Prussian blue-conjugated ZnO nanoparticles for near-infrared light-responsive photocatalysis

Abstract

Zinc oxide (ZnO)-based photocatalysis has great potential in wastewater treatment, but its photocatalytic performance suffers from the limitation of low-wavelength photon absorption. Herein, a near-infrared-responsive photocatalyst is developed to tackle this challenge, which is composed of Prussian blue (PB) dye conjugated iron oxide-zinc oxide hybrid nanoparticles (Fe3O4@PB@ZnO) with spherical morphology (∼14 nm). Fe3O4@PB@ZnO shows a higher-wavelength absorbance region centered at 781 nm as compared with PB-free Fe3O4-ZnO composite (Fe3O4@ZnO, 494 nm) and pristine ZnO (361 nm). The inclusion of a charge transfer band (FeII-CN-FeIII) after the conjugation of PB is responsible for such a profound absorbance shift.

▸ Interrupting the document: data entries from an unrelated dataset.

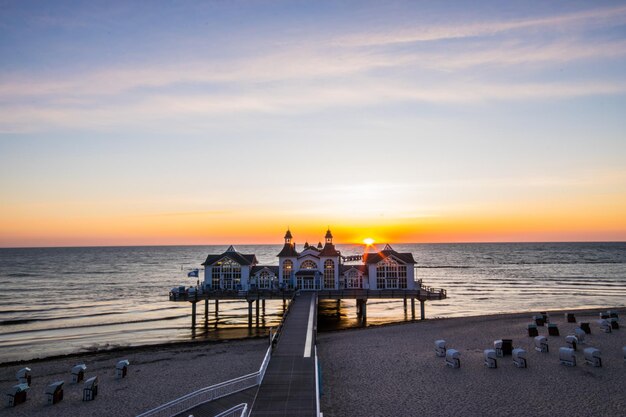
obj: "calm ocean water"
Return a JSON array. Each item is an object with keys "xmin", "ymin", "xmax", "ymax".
[{"xmin": 0, "ymin": 243, "xmax": 626, "ymax": 363}]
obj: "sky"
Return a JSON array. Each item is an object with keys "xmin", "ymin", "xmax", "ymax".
[{"xmin": 0, "ymin": 0, "xmax": 626, "ymax": 247}]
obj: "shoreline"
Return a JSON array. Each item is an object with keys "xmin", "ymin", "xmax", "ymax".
[
  {"xmin": 0, "ymin": 308, "xmax": 626, "ymax": 417},
  {"xmin": 0, "ymin": 306, "xmax": 626, "ymax": 369}
]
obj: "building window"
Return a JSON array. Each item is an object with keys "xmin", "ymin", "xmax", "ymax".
[
  {"xmin": 300, "ymin": 259, "xmax": 314, "ymax": 269},
  {"xmin": 211, "ymin": 258, "xmax": 241, "ymax": 290},
  {"xmin": 376, "ymin": 258, "xmax": 406, "ymax": 289},
  {"xmin": 283, "ymin": 259, "xmax": 293, "ymax": 288},
  {"xmin": 258, "ymin": 271, "xmax": 274, "ymax": 290},
  {"xmin": 211, "ymin": 265, "xmax": 221, "ymax": 290},
  {"xmin": 324, "ymin": 259, "xmax": 335, "ymax": 288},
  {"xmin": 345, "ymin": 269, "xmax": 363, "ymax": 288}
]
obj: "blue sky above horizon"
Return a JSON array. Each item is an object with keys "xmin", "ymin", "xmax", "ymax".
[{"xmin": 0, "ymin": 1, "xmax": 626, "ymax": 246}]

A comparative study of three samples as potential photocatalysts is performed in terms of the methylene blue degradation, which is found to be in an order of Fe3O4@PB@ZnO ˃ Fe3O4@ZnO ˃ ZnO. The enhanced photocatalysis rate of Fe3O4@PB@ZnO is credited to the lower bandgap of 1.2 eV from the presence of PB with low bandgap, retarded the recombination rate of electron-hole pair to produce enough reactive oxygen species from the rich surface vacancies and hole scavenging properties of PB. A plausible degradation mechanism of photocatalysis is proposed, revealing the singlet oxygen as the central point of enhanced performance.